Car il faut bien fournir un rapport au juge et en deux exemplaires. Ce rapport et ses conclusions n’ont pas plus valeur de preuve qu’une expertise psychologique ordinaire. Ce n’est qu’un regard de plus.

Parfois aussi le juge ne confie qu’une partie du dossier à l’analyste, celle qu’il considère comme intéressant l’expert… Parfois ce sont des lettres, anonymes ou pas, qu’il faut étudier afin de donner un portrait psychologique de l’auteur de ces lettres

Egalement, lorsqu’un individu est soupçonné ou susceptible d’être l’auteur d’un acte criminel, un juge peut demander si  » sa personnalité est compatible ou non avec le mode opératoire.  » L’individu en question n’est pas expertisé au sens habituel du terme, car dans le cadre d’une analyse on ne le rencontre pas, mais c’est en fonction de son histoire, de sa biographie, des éléments matériels recueillis par les enquêteurs que l’analyste va donner son avis. Simple avis. La personnalité de x est ou n’est pas compatible avec ce type de passage à l’acte. Libre au juge à ne pas tenir compte de cet avis. Des individus peuvent avoir des personnalités compatibles et ne jamais passer à l’acte, d’autres au contraire commettent des actes en total décalage avec leur personnalité. Il ne s’agit que donc que d’une simple information dont le juge va faire l’usage qu’il souhaite.
Il ne m’a jamais encore été reproché d’avoir en la matière écrit des imbécillités, ce qui pourrait arriver, la psychologie comme toute science humaine n’est pas une science exacte. Au contraire, les expertises des dits suspects lorsqu’elles ont été pratiquées ensuite par d’autres experts, ont toujours confirmé ma propre approche, ce qui ne signifie en rien qu’un individu qui aurait une personnalité compatible avec tel ou tel acte criminel, en soit l’auteur. Les experts, les analystes n’ont ni la compétence, ni le droit au sens fort du terme, d’affirmer la culpabilité de quiconque.

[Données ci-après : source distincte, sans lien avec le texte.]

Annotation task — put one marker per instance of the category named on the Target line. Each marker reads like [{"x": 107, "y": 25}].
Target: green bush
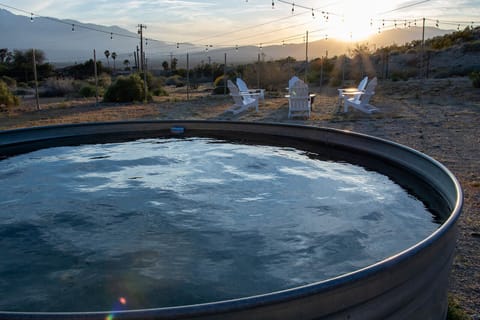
[
  {"x": 160, "y": 92},
  {"x": 6, "y": 97},
  {"x": 175, "y": 80},
  {"x": 57, "y": 87},
  {"x": 455, "y": 312},
  {"x": 475, "y": 77},
  {"x": 10, "y": 82},
  {"x": 126, "y": 89}
]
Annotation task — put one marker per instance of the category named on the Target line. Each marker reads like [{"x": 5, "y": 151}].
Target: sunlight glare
[{"x": 355, "y": 24}]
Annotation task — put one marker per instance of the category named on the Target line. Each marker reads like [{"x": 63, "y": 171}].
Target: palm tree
[
  {"x": 107, "y": 54},
  {"x": 114, "y": 56},
  {"x": 126, "y": 63}
]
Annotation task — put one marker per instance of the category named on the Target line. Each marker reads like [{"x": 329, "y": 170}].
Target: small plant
[
  {"x": 6, "y": 97},
  {"x": 220, "y": 85},
  {"x": 475, "y": 77},
  {"x": 87, "y": 91},
  {"x": 455, "y": 312}
]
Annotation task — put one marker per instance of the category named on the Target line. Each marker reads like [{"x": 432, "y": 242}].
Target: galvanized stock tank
[{"x": 410, "y": 285}]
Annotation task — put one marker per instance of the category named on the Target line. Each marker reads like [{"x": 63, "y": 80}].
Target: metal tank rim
[{"x": 19, "y": 138}]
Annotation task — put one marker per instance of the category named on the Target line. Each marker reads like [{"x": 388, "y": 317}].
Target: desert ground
[{"x": 439, "y": 117}]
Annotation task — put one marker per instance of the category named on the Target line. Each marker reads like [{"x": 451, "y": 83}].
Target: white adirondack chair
[
  {"x": 243, "y": 101},
  {"x": 355, "y": 92},
  {"x": 242, "y": 86},
  {"x": 361, "y": 102},
  {"x": 299, "y": 100},
  {"x": 292, "y": 81}
]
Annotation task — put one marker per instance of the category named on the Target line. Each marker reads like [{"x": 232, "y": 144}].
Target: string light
[{"x": 311, "y": 10}]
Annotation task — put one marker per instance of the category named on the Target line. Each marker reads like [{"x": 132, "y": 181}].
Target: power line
[{"x": 72, "y": 24}]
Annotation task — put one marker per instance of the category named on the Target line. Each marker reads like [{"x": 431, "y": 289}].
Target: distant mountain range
[{"x": 69, "y": 41}]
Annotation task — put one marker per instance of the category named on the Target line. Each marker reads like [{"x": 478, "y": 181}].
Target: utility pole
[
  {"x": 188, "y": 77},
  {"x": 35, "y": 78},
  {"x": 225, "y": 75},
  {"x": 96, "y": 76},
  {"x": 423, "y": 49},
  {"x": 306, "y": 56},
  {"x": 142, "y": 57}
]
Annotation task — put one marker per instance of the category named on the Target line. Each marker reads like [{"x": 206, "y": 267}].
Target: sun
[{"x": 353, "y": 25}]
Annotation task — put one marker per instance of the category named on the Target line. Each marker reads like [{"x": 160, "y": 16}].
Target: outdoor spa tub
[{"x": 408, "y": 282}]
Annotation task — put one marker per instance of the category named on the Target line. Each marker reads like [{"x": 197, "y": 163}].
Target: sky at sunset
[{"x": 255, "y": 22}]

Jusqu’où l’analyste peut-il aller ?

Il ne remplacera jamais l’enquêteur contrairement à ce que la presse affirme. Ses conclusions doivent-elles orienter ou réorienter une enquête ? Quel est son rôle exact, où s’arrête sa mission car, et je rejoins les propos du juge Thiel, ce travail n’est parfois pas très différencié de celui de l’enquête. Il est certain que la frontière entre analyse criminelle et enquête est mal définie et souvent fluctuante. Tout juge, tout enquêteur fait de l’analyse ne serait-ce que lorsqu’il identifie la victime, et l’analyste fait parfois un peu d’enquête.  » Pouvez vous demander au légiste de préciser l’heure de la mort par exemple avec l’analyse du bol alimentaire…  »
Certains policiers attendent cependant trop de l’analyste, notamment des informations qui relèvent de leur compétence d’enquêteurs et pas de celle d’un psychologue.

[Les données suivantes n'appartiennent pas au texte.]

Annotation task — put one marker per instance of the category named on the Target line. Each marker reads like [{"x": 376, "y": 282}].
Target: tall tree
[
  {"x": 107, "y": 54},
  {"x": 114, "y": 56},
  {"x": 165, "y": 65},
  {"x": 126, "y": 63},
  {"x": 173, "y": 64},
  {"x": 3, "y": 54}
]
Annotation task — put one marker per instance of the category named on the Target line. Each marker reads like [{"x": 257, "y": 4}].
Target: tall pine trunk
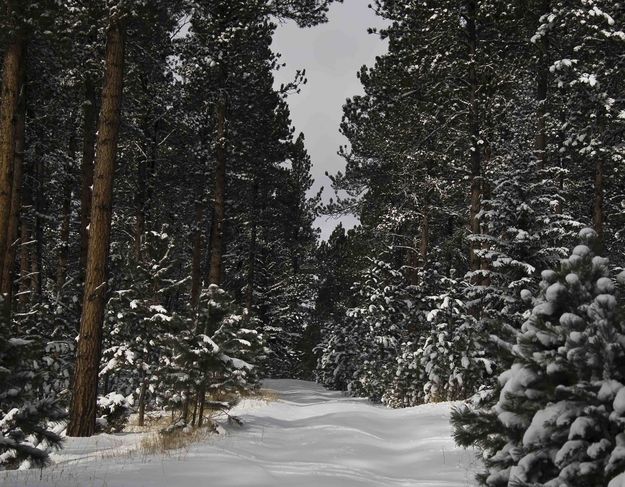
[
  {"x": 598, "y": 213},
  {"x": 90, "y": 120},
  {"x": 85, "y": 389},
  {"x": 8, "y": 271},
  {"x": 475, "y": 165},
  {"x": 12, "y": 71},
  {"x": 542, "y": 86},
  {"x": 219, "y": 198},
  {"x": 66, "y": 214},
  {"x": 196, "y": 262}
]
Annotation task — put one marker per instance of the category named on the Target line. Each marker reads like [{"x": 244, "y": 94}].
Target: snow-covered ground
[{"x": 309, "y": 438}]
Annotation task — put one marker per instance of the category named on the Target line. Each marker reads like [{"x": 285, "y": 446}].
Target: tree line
[
  {"x": 485, "y": 163},
  {"x": 154, "y": 202}
]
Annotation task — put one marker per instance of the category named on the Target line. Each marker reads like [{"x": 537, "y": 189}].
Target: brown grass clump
[{"x": 182, "y": 439}]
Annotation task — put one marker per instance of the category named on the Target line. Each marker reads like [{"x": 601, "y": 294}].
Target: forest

La différence est au niveau parfois de l’expérience (il y a de très jeunes enquêteurs et de vieux psychocriminologues…) toujours de la formation et celle de psychologue-criminologue ne peut pas être dissociée de ce travail laborieux, apport complémentaire à une enquête judiciaire.
C’est un ménage à trois qui sous-tend l’analyse criminelle : le juge, les enquêteurs et l’analyste. Mais l’analyse se nourrit du travail des autres et les autres experts ont un rôle essentiel dans l’approche globale d’un dossier. Le légiste notamment, qui occupe une place fondamentale dans une enquête, pas plus que les autres experts ne sont jamais rencontrés par l’analyste…Pourquoi ?

Car le premier travail qui doit être effectué n’est pas la construction de la personnalité de l’auteur mais bien de celle de la victime. Analyse victimologique. C’est ce que font les enquêteurs au plan matériel, relationnel pour l’identifier.
A partir de ce travail il faut essayer de comprendre qui elle était, afin de construire ce fameux lien victimologique censé conduire à l’auteur, mais dont l’analyste ne donne ni le nom ni l’adresse.